And yes, “The Last Crusade” (1989) is still that good, not just because of all the clever action and comedy, but, as I’m sure you remember, because of the truly remarkable and engaging chemistry between Sean Connery and Harrison Ford as the father-and-son Dr. Joneses. Connery as the bookish elder Jones has some great lines and drops them with aplomb, and his presence gives the film an enormous lift. But that is not meant to diminish Ford’s contributions. He rises to the occasion and gives what is arguably his best Indiana Jones performance.
In addition, there’s that famous 15-minute prologue with young Indiana (played wonderfully by River Phoenix) having his Utah encounter, beginning with that stunning opening shot as the Paramount mountain fades into Arches National Park. And we learn much more about Indiana himself, from the scar on his chin to how he got his first name. This one is the closest to “Raiders” in terms of sheer fun.
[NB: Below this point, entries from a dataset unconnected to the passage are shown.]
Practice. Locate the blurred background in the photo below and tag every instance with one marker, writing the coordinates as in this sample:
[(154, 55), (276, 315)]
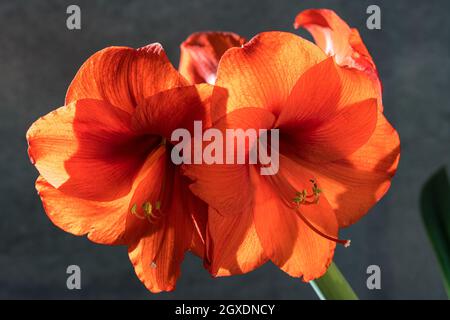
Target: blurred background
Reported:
[(39, 56)]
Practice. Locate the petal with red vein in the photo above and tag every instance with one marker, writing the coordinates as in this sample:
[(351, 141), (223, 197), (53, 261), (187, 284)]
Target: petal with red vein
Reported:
[(201, 53), (88, 150), (124, 76)]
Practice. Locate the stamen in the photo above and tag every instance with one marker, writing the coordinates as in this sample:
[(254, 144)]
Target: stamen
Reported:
[(149, 213), (345, 243), (135, 213)]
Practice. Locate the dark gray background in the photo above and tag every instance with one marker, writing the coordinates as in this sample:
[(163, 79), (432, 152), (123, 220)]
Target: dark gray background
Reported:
[(39, 57)]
As for “Indiana Jones and the Kingdom of the Crystal Skull” (2008), well, I’m not a fan of Shia LaBeouf’s motor-mouth arrogance, which gets way too much screen time, and the overly chatty script lacks the wit, sophistication and character-developing depth of “Last Crusade.” I also could have done without the climax and its sci-fi revelation. And though the stunts are all well staged, the wrongheaded nuclear-blast sequence is just too far over the top. (A refrigerator? Really?)
But you must admit that 19 years later, Harrison Ford slips nicely back into his role as “The Man With the Hat.” And I enjoyed Cate Blanchett’s villain. And perhaps best of all, it’s great to see Karen Allen reprising her role from “Raiders” (after 27 years!). So I’m not one of those “Crystal Skull” haters, though it’s obviously the least of the series.
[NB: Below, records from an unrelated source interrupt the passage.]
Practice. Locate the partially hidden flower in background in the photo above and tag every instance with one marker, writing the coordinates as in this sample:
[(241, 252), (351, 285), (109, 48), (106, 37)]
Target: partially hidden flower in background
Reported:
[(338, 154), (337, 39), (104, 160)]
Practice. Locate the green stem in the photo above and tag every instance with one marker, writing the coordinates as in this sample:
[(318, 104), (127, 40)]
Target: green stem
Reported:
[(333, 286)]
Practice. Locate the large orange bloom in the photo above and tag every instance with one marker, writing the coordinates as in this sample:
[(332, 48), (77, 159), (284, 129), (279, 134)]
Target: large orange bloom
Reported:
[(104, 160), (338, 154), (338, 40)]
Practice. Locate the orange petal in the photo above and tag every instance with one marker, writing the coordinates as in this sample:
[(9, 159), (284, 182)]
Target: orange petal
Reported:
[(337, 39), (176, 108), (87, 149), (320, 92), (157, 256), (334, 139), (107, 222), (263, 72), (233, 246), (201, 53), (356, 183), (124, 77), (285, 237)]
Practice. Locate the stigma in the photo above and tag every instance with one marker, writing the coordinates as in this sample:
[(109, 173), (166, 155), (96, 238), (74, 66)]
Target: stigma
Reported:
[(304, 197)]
Despite my enthusiasm for these films, it must be acknowledged that they are all quite violent. Each film contains gruesome killings, some played for laughs, along with supernatural elements and plenty of profanity. And, as noted, “Temple of Doom” is very dark and scary. So they are definitely not for small children.
That said, “Indiana Jones: The Complete Adventures” is a high watermark for this season of classic films getting Blu-ray upgrades. Spielberg’s “Jaws” is also spectacular in high-def. Next up, a bevy of Alfred Hitchcock’s best films. Followed shortly thereafter by David Lean’s “Lawrence of Arabia.”
I don’t know about you, but I’m going to have to find extra work just to keep up with all these goodies. I wonder if they’re hiring part-time Christmas help yet.